Rating agency Moody’s in a statement warned that a US government shutdown could be a negative for the country’s credit rating. Moody’s is the last of the major rating agencies to rate the US with a AAA rating. Fitch and S&P have a AA+ rating. Moody’s assesses that the actual economic impact of a potential shutdown could be relatively limited if the disruption is short. Government debt services payments will not be impacted. However, a shutdown would underscore the weakness of the US institutional and governance strength relative to other AAA-rated sovereigns. It would also be an indication of the significant constraints that intensifying political polarization is putting on US fiscal policy making, the rating agencies says. Still, the shutdown is seen as having an direct impact on government spending and will also impact consumption and spending of federal workers and contractors.

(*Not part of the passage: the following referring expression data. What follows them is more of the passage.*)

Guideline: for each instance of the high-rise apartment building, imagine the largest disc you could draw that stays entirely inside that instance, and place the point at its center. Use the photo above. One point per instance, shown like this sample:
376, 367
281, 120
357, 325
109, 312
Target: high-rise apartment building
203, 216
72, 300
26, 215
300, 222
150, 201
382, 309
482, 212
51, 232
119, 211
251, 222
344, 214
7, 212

Data from the Hungarian statistical office yesterday showed that in July 2023 full-time employees’ average gross earnings were HUF559 100 and average net earnings with tax benefits reached HUF 385 600. Average gross earnings and average net earnings increased by 15.2% and 15.1%, respectively, while real earnings decreased by 2.0%, compared with a year earlier. The rise in earnings was slightly softer than expected and was a last data input for the policy decision of the Hungarian National Bank today. End last week, data of the Ministry of Finance also showed that the budget deficit at the end of August already stood at HUF 3.3 trillion, close to the full year target. The higher than expected deficit was for an important part was due to VAT proceeds staying substantially below the government’s estimate despite high inflation as retail sales in the January-July period were about 10% lower compared to the same period last year. The forint yesterday weakened to the EUR/HUF 390 area, but this move was mainly driven by a global risk-off context and higher real yields in core markets.